If you do start to watch, you may quickly find that playback pauses because the rate of transfer cannot keep up with the rate of playback. After a while, you hit the play button, see some more of the video ... and get another"hard pause." Let the transfer proceed for a while. Then resume play. You may find at that point that enough of the video has been transferred to keep playback from pausing henceforth.

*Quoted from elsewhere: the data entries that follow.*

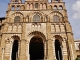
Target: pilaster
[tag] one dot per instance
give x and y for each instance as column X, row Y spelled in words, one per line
column 23, row 44
column 50, row 48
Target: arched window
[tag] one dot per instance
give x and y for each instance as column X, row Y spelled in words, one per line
column 17, row 19
column 56, row 18
column 55, row 7
column 36, row 18
column 56, row 0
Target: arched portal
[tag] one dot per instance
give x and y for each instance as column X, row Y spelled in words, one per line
column 36, row 48
column 15, row 50
column 58, row 51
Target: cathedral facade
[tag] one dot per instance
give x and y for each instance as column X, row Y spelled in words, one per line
column 36, row 30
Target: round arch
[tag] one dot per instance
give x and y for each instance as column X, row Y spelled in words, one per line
column 36, row 48
column 34, row 13
column 53, row 13
column 36, row 33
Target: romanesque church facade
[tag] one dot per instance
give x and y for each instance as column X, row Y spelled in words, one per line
column 36, row 30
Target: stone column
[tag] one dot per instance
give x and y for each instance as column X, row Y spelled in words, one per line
column 45, row 50
column 70, row 41
column 54, row 48
column 23, row 43
column 49, row 44
column 64, row 50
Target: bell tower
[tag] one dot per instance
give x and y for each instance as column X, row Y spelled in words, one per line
column 36, row 30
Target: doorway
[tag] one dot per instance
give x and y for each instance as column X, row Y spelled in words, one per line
column 58, row 50
column 15, row 50
column 36, row 48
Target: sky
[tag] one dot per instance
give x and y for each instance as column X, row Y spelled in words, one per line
column 73, row 11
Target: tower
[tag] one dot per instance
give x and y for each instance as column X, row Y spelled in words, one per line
column 36, row 29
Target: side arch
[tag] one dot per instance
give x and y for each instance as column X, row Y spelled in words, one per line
column 36, row 33
column 17, row 14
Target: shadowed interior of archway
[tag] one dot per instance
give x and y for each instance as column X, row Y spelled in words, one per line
column 15, row 50
column 58, row 50
column 36, row 49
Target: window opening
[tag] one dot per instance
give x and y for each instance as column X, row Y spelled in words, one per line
column 36, row 5
column 55, row 18
column 17, row 19
column 36, row 18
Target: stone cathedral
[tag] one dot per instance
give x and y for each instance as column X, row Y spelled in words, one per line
column 36, row 30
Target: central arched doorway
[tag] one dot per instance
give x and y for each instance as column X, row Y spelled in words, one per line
column 58, row 50
column 15, row 50
column 36, row 48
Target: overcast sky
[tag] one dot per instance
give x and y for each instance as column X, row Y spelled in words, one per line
column 73, row 10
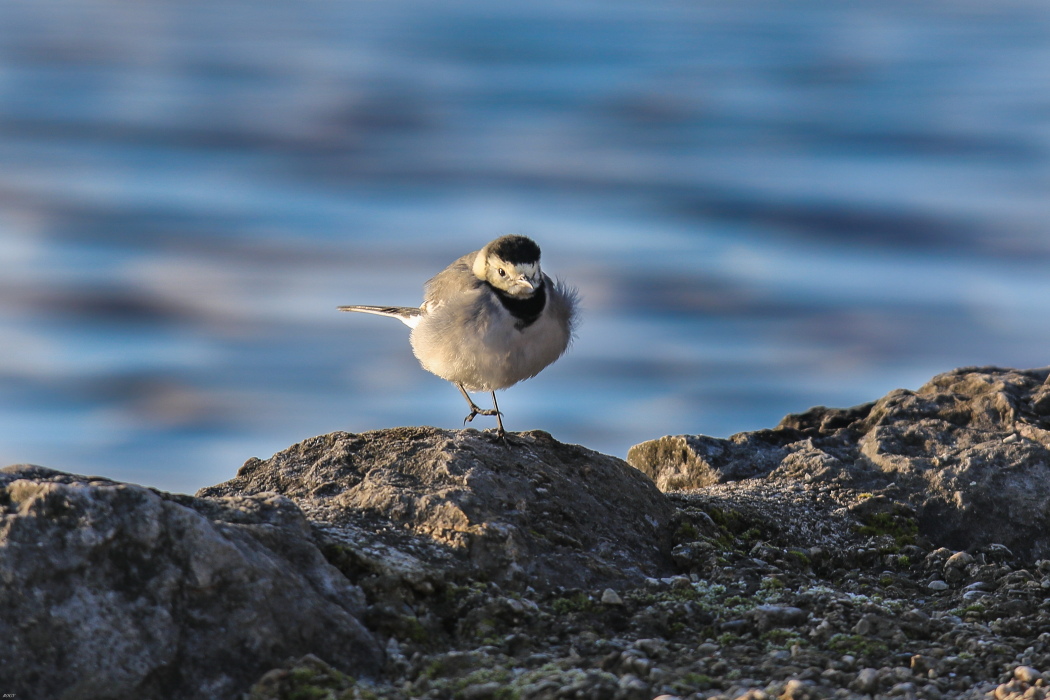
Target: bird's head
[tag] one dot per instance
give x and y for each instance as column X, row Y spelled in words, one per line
column 511, row 264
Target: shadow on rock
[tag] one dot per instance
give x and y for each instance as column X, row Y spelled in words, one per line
column 116, row 591
column 425, row 505
column 966, row 458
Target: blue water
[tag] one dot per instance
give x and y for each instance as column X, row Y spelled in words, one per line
column 765, row 206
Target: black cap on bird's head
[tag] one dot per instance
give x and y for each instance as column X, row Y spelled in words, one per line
column 510, row 264
column 515, row 249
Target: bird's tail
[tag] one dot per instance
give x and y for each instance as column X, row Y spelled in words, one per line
column 407, row 315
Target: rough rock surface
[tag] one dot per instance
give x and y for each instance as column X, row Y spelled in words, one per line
column 114, row 591
column 969, row 451
column 425, row 503
column 805, row 564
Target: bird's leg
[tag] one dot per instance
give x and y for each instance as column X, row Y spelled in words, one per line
column 502, row 435
column 477, row 410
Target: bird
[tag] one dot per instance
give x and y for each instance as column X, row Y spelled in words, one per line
column 490, row 319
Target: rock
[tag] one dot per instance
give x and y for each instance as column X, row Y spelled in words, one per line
column 769, row 617
column 959, row 560
column 945, row 449
column 866, row 681
column 695, row 461
column 534, row 511
column 117, row 591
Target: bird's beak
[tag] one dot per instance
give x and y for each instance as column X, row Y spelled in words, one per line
column 523, row 287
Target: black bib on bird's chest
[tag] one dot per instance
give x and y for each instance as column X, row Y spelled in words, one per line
column 525, row 311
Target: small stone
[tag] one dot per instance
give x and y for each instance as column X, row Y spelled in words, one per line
column 959, row 560
column 866, row 681
column 794, row 690
column 769, row 617
column 481, row 691
column 1027, row 674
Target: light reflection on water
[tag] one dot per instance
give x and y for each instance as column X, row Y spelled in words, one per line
column 764, row 206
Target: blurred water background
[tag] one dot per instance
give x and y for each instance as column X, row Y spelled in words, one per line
column 767, row 206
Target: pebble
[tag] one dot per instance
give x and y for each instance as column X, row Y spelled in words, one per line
column 481, row 691
column 959, row 559
column 866, row 681
column 794, row 690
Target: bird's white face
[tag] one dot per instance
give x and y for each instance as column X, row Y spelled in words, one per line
column 519, row 280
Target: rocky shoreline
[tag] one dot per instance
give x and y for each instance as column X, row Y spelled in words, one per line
column 898, row 549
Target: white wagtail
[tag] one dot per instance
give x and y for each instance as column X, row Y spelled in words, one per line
column 489, row 320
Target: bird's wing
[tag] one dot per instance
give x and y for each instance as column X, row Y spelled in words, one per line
column 407, row 315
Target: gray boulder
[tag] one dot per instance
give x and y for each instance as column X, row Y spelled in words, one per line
column 419, row 504
column 969, row 451
column 117, row 591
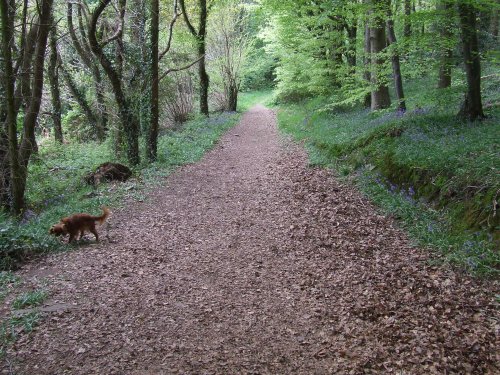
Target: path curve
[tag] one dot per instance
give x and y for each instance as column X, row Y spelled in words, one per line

Or you may not. If not, just do something else for a while. When you come back to the video, you'll most likely find it at the top of your Now Playing list, and if the transfer is not yet complete, you'll see the "blue button" icon next to it. You can initiate playback now just as you would any other recording in the Now Playing list.
So, those are the basics of the pyTivoX/StreamBaby/FFmpeg package for the Mac. Using it, you can watch any video file that sits on your computer — well, any video file that is in a format pyTivoX/StreamBaby/FFmpeg understands — on your TV, via your TiVo. Enjoy!